兵士たちは狐につままれたような顔で道を開ける。
私の馬車は、一国の王子の先導付きで、堂々と隣国へ入国を果たしたのだ。
「ねえセバスチャン」
馬車が動き出し、私は小窓から執事に話しかけた。
「あの方、私のことが好きみたいね」
「……は?」
セバスチャンが素っ頓狂な声を出す。
「だって見たでしょう? あの笑顔。完全に私に惚れている顔よ。一目惚れってやつね。罪な女だわ、私って」
「お嬢様。あれはおそらく、珍獣を見る目かと……」
「珍獣? パンダのこと? 確かにパンダも可愛いけれど、私ほどではないわ」
「……いいえ、もう結構です」
セバスチャンは会話を放棄した。
私はクッションに深く沈み込み、口元を緩めた。
「まあいいわ。
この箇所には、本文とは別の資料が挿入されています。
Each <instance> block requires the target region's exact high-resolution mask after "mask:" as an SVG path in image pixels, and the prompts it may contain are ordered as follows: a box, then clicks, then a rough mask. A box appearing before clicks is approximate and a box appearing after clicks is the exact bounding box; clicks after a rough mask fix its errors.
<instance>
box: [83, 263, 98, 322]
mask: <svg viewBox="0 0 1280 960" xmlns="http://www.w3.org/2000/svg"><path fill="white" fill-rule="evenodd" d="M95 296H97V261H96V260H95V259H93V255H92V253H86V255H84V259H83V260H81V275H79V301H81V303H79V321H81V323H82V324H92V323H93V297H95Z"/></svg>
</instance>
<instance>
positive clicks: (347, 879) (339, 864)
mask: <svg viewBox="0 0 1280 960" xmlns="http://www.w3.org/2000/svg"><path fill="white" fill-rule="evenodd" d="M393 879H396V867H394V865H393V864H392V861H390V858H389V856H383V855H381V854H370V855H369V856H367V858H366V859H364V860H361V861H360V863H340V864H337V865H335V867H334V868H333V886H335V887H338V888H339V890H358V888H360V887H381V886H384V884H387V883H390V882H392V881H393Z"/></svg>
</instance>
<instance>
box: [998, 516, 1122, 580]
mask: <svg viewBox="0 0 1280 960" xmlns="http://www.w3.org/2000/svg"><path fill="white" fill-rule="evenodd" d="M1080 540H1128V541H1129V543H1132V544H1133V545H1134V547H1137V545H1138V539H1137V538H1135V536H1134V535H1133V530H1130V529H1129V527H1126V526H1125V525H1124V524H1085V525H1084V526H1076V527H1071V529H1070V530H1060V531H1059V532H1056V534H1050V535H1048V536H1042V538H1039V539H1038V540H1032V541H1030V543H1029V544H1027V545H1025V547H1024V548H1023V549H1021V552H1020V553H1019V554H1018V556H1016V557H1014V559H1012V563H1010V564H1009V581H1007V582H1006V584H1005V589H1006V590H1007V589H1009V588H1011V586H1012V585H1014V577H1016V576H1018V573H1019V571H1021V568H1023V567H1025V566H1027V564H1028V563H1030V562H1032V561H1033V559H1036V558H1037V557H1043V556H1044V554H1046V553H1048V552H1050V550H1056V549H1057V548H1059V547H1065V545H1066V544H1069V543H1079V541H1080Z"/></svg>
住居とパトロンを確保できたのは計算通りよ。これで心置きなく、この国での布教活動(自分磨き)に専念できるわね」
ジェラルド・アークライト。
『氷の騎士』なんて大層な二つ名を持っているけれど、私にかかればチョロいものよ。
私のファンクラブ会員番号1番に任命してあげてもいいわね。
窓の外では、ジェラルド殿下がまだ時折思い出し笑いをしているのが見えた。
私の華麗なる隣国生活は、どうやら波乱ではなく、爆笑と共に幕を開けたようである。